Sketchbook Prompt #6 - Drawing plants of course. For almost 2 years now I have been using pretty much only gouache in my sketchbooks. The reason was I was trying to become more comfortable and create a sense of ease with that media. Before then I usually drew in micron pens. I love lines, and really for me it doesn't matter how those lines show up as long as they get there. I wanted to go back to my roots (yes the pun is intended) and use the pen. I also wanted to talk about how for me, I visually select what I will leave out and what will stay and that helps me create a clean lines. Lastly, you will see some book recommendations that I strongly suggest. One of them is even from our local library, one is about to be a gift and the other two I own. I am said about parting with some of these books, they are all really great.

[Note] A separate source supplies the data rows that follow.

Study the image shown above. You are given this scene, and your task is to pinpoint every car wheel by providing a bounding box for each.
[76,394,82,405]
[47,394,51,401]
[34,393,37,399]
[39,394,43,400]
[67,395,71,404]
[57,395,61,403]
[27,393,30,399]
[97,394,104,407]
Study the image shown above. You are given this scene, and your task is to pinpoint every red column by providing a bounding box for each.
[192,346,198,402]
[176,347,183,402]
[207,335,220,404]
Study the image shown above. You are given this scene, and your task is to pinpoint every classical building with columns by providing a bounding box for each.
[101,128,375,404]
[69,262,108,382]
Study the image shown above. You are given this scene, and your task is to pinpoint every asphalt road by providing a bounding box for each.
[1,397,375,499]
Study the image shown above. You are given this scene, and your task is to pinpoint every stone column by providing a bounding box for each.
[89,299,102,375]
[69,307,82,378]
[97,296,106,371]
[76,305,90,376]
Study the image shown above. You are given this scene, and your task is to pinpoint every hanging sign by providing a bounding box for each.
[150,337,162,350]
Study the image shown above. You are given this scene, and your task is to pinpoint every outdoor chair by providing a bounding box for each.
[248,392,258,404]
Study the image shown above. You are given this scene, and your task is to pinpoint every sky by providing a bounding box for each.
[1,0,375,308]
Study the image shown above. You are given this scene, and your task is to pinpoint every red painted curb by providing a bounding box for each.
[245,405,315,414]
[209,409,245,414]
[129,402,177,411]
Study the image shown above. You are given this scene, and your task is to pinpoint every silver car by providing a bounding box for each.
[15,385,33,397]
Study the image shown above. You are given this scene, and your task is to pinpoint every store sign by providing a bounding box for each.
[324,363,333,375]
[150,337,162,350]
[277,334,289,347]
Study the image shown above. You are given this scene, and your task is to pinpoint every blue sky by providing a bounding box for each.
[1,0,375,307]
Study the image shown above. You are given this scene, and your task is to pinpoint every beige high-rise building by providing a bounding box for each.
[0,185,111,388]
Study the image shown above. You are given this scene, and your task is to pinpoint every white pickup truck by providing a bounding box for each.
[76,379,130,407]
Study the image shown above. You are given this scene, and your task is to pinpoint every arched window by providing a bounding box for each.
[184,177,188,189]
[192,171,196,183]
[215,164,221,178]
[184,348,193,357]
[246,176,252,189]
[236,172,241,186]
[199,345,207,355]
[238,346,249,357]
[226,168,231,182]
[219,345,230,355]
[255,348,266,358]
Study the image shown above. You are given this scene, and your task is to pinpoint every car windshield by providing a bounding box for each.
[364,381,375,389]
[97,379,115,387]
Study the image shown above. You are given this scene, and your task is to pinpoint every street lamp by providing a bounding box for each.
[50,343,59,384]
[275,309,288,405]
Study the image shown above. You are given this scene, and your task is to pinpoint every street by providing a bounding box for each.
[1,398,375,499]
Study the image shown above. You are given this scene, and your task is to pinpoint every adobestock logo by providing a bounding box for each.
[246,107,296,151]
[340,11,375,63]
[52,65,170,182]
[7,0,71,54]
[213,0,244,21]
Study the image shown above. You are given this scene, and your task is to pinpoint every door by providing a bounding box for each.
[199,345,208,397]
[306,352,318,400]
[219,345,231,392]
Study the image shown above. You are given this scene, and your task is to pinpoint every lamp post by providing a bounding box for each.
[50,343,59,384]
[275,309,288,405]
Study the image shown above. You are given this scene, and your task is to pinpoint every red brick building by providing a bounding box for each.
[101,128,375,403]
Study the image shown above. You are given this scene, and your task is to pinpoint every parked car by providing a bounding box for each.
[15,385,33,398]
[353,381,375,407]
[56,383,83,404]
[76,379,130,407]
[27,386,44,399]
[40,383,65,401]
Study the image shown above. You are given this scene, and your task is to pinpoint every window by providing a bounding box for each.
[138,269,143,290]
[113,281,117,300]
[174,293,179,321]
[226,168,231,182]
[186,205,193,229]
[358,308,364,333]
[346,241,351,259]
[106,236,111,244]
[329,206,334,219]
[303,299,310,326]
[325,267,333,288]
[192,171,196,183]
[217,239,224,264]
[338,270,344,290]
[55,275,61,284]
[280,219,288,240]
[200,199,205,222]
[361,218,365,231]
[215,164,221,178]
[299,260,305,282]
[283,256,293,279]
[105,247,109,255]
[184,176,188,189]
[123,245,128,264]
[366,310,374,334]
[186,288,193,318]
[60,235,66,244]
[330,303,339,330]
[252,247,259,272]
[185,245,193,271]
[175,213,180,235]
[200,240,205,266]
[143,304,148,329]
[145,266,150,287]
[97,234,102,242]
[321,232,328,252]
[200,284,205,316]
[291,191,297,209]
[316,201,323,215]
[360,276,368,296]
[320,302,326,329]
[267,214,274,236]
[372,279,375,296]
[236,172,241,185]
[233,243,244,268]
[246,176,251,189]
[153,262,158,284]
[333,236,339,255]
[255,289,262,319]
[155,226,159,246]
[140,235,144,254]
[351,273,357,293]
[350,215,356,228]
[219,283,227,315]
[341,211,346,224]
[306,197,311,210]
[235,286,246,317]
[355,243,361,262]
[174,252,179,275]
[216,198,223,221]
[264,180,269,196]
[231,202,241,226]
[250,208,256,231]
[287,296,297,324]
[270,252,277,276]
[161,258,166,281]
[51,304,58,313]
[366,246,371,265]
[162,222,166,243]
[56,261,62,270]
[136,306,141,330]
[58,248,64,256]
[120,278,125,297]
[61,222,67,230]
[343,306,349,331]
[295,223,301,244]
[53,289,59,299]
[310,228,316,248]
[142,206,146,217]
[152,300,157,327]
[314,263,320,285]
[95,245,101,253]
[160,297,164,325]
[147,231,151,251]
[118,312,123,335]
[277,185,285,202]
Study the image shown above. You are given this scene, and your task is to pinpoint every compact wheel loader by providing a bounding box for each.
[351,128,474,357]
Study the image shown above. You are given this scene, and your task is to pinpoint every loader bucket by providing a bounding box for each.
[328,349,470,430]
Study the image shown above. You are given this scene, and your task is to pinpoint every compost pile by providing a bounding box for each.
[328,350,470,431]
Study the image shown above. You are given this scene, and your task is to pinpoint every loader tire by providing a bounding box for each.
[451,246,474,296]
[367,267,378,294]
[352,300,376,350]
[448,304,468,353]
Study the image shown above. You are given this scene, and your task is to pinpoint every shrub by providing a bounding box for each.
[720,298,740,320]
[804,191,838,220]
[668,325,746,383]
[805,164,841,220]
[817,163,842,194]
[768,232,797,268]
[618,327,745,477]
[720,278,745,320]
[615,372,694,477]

- Micron pens. I suggest getting several different tip sizes. .03, .05, .08. This will help vary the line without you having to push hard and do it yourself.
- sharpie fine line and and ultra fine. These are great when you want to darken an area and you don't want to use up your micron pens.
- Faber Castell PITT artist brush pen. Creates a stroke like when you use a brush, this can be a bit more freeing.
- images of plants
How to get started;
- I can often become overwhelmed when looking at a plant to draw. I am not going for realism but naturalism. I am concerned with capturing the personality of the plant and perhaps what it is, but not something that is photorealistic. I like to eliminate areas that just are not needed for me to create this image to be satisfying.
- I will look at what the most memorable parts are of the plant, what is needed to be revealed to capture it's identity. I often eliminate some of the foliage, perhaps isolate it from other plants, create a new pot or stand for it. I may even exaggerate it.
- I sometimes use a pencil first, not always to get a sense of where things will go. After that I let my pen go at it.
- Think about where the pot hits the ground, lines will be darker, when anything hits each other you can capture that tension with dark lines. Dark lines show weight. When trying to create a feathery feel try to touch hard when putting your pen down and the lighten up as you make the mark. The value of the line will change.
- Play with line quality. Scratchy, scribbly, hatching, dots, parallel lines, rough lines, smooth lines, thick lines.
- Importantly, have fun. I also find this activity relaxing, drawing and looking at book, what could be better? Oh I know, windows open with a warm cup of tea. Enjoy.